- Type: Geological formation
- Unit of: Black River & Simcoe Groups
- Underlies: Gull River Formation
- Overlies: Grenville basement Loysburg Formation
- Thickness: 0–10 m (0–33 ft)

Lithology
- Primary: Sandstone, conglomerate
- Other: Siltstone, shale

Location
- Region: Ontario, Pennsylvania
- Country: Canada, United States

Type section
- Named for: Shadow Lake
- Named by: Liberty
- Year defined: 1969

= Shadow Lake Formation =

Geologic unit in Canada

The Shadow Lake formation is a geological unit that crops out in Southern Ontario, Canada and northern Pennsylvania, United States. The shaly sections act as a caprock to petroleum reservoirs.

== Description ==
The oldest Paleozoic strata in the north Lake Simcoe area consist of the mainly siliciclastic sediments of the Shadow Lake Formation. These strata lie unconformably and sharply on the Precambrian Grenville basement, however, this basal contact is rarely exposed. The Shadow Lake Formation is poorly exposed, typically occurring in small isolated outcrops along a low escarpment capped by the more resistant carbonate beds of the overlying Gull River Formation. Trending roughly east—west across the study area and ringing Paleozoic outliers, this escarpment marks the edge of the Paleozoic outcrop belt.

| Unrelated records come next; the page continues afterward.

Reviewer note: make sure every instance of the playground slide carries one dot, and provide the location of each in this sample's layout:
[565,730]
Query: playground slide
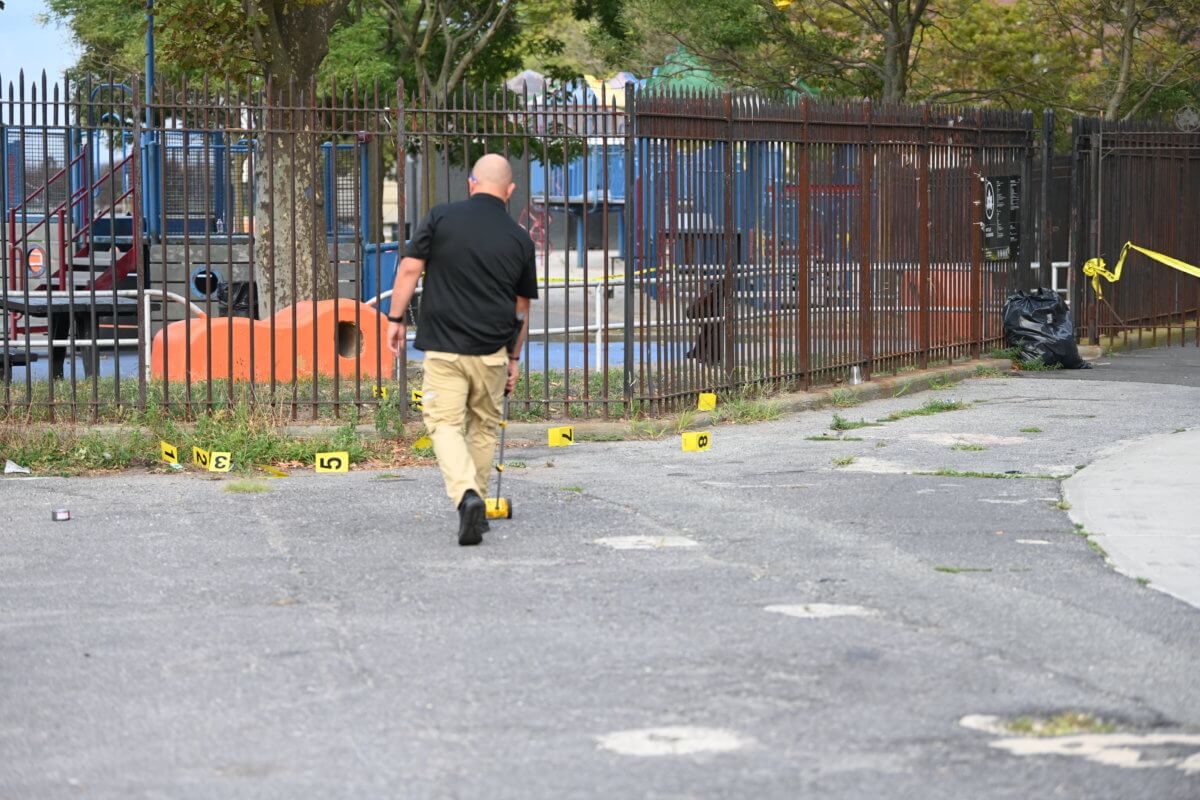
[348,334]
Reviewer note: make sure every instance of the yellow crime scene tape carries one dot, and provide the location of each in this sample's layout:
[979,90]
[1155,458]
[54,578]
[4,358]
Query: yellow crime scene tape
[1097,269]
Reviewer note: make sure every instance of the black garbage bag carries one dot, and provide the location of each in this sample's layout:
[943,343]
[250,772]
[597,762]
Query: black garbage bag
[1038,324]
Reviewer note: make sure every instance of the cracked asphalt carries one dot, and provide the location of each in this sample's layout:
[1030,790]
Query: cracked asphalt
[330,639]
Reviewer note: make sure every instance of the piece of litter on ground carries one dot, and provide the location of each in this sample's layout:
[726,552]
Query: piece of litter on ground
[821,611]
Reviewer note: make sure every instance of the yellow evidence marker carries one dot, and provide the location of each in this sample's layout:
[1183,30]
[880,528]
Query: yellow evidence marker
[334,462]
[561,437]
[201,457]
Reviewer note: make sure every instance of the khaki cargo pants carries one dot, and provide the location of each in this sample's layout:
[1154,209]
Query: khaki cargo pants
[462,398]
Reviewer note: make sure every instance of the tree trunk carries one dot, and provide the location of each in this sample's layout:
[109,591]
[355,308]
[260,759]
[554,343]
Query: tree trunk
[291,250]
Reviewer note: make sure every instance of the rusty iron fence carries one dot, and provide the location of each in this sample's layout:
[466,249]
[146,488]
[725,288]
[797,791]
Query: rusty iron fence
[1137,181]
[798,242]
[211,246]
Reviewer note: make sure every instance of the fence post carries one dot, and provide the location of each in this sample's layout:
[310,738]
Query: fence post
[1025,240]
[923,233]
[139,253]
[975,282]
[1095,145]
[1045,233]
[633,200]
[402,217]
[1075,234]
[731,245]
[865,322]
[803,301]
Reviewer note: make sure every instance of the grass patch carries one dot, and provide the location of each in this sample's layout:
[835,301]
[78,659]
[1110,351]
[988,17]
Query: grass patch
[1067,723]
[1012,354]
[252,438]
[939,383]
[645,428]
[959,473]
[1037,365]
[843,423]
[246,487]
[845,397]
[931,407]
[748,409]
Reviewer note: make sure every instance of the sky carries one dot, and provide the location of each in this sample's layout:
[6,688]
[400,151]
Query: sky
[27,44]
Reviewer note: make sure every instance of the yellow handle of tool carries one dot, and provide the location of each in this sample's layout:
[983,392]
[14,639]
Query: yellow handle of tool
[1097,269]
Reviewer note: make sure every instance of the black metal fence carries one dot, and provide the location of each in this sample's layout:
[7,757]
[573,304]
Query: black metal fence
[222,245]
[1137,182]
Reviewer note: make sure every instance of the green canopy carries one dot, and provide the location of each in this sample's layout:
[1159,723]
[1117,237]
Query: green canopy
[682,70]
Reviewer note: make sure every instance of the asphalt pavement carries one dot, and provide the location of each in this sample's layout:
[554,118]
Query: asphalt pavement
[778,617]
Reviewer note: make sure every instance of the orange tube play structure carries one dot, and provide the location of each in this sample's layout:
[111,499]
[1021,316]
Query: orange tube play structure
[348,334]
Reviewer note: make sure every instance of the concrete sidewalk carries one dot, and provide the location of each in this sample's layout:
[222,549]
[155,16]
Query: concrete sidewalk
[1141,504]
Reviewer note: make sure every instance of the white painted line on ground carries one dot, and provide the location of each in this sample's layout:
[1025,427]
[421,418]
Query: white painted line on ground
[874,465]
[966,438]
[645,542]
[821,611]
[672,740]
[1122,750]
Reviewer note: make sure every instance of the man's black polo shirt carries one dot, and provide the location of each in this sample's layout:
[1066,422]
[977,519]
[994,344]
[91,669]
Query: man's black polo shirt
[478,260]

The Shadow Lake Formation consists of non-fossiliferous, red, maroon and green, poorly sorted, argillaceous, arkosic sandstones and conglomerates, arenaceous (sandy) siliciclastic mudstones (shales) and siltstones, and minor argillaceous dolomite and limestones. These rock types are commonly interbedded and gradational with each other.

The Shadow Lake Formation, originally named by Okulitch (1939) based on outcrops north of Coboconk, was redefined by Liberty (1969). Okulitch included dolomitic limestones in the top of Shadow Lake Formation, whereas Liberty assigned these strata to the overlying Gull River Formation.

The siliciclastic sediments of the Shadow Lake Formation are gradationally overlain by impure carbonates of the Gull River Formation. The upper contact of the Shadow Lake Formation is placed where its mainly siliciclastic sediments give way to mainly carbonate sediments (typically argillaceous dolomites) of the lower Gull River Formation. Natural weathering accentuates this contact, making it appear sharp in outcrop, whereas in drill core this contact can be difficult to pick out.

In Ontario, the Shadow Lake Formation ranges from 0 to 10 m in thickness, and averages approximately 6 m in thickness.

The formation also crops out in Pennsylvania, where it is unconformably overlying the Loysburg Formation.